New era startups are integrating chat-bots into the system to make the product or service more contextual for customers. It might look more like a client login program. “A futuristic perspective might be that performance marketing is on the rise. The demand for direct marketing could increase as there is a felt need to know the consumer and personalize the offer accordingly,” explained Puneet Das, President (Packaged Beverages, India & South Asia), Tata Consumer Products Ltd.

The approach of OTT (over-the-top) platforms is different from that of brands. Once OTT platforms are built, they can be reused. This could be possible through tags built around the content, while algorithms can recommend content to watch. The same recommendation engine could probably serve as a marketing tool. To illustrate, OTT platforms like Netflix and Hotstar have regular customers. People come back again and again to these platforms. The reasons could be attributed to content packaging, presentation and marketing.

From a data perspective, the overall technology architecture can make it easier to build a loyal customer base. So the technical team and the marketing team could probably coordinate to define the data strategy. “What could be a game-changer is how the data is collected, cleaned and made attractive to the customer. If needed, algorithms could be used to make the necessary recommendations. Algorithms are derived from filtering based on the content, which sheds light on behavioral traits,” Bhat explained.

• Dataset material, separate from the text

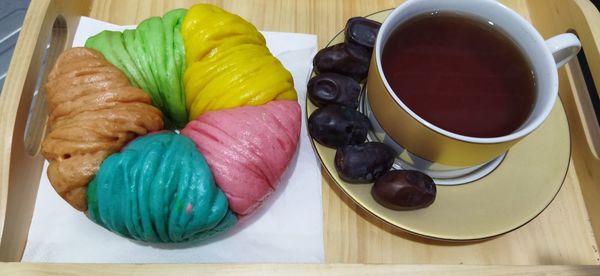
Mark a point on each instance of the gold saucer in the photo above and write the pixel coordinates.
(517, 191)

Moving on, what about neuroscience in the world of music? “Our brain associates a particular emotion with a particular sound. So when we produce that particular sound, we are expressing that particular emotion. The brain is programmed to detect positive and negative emotions,” added Dr. AK Pradeep, Founder and CEO of MachineVantage. Similarly, think of three-dimensional sounds in space. The algorithms took part in the music and can be seen as a curve.

“Algorithms can analyze the mood of music. The machine is fed with musical notes and it makes music. The machine can even compose melodious and rhythmic notes. In the digital world, refresh brands with on-brand sounds. This could be possible by feeding algorithms specific musical notes,” Dr. Pradeep observed. The software could probably help make the mood of music sad or happy or any other emotion.

In the digital world, AI and machine learning could help create sound branding and also test if it works. Algorithms can measure whether the music resonates with the brand. This brings us to neuroscience, which uses AI and machine learning to understand music. A futuristic twist points to machines that could possibly make music. What the algorithm generates could be protected by IP. This could perhaps open up a whole new world for musical notes keenly embraced by elevators and call centers, among other options. Care must be taken that the machine does not overtake the human; in this case, the musician.

I leave you with these resonating thoughts.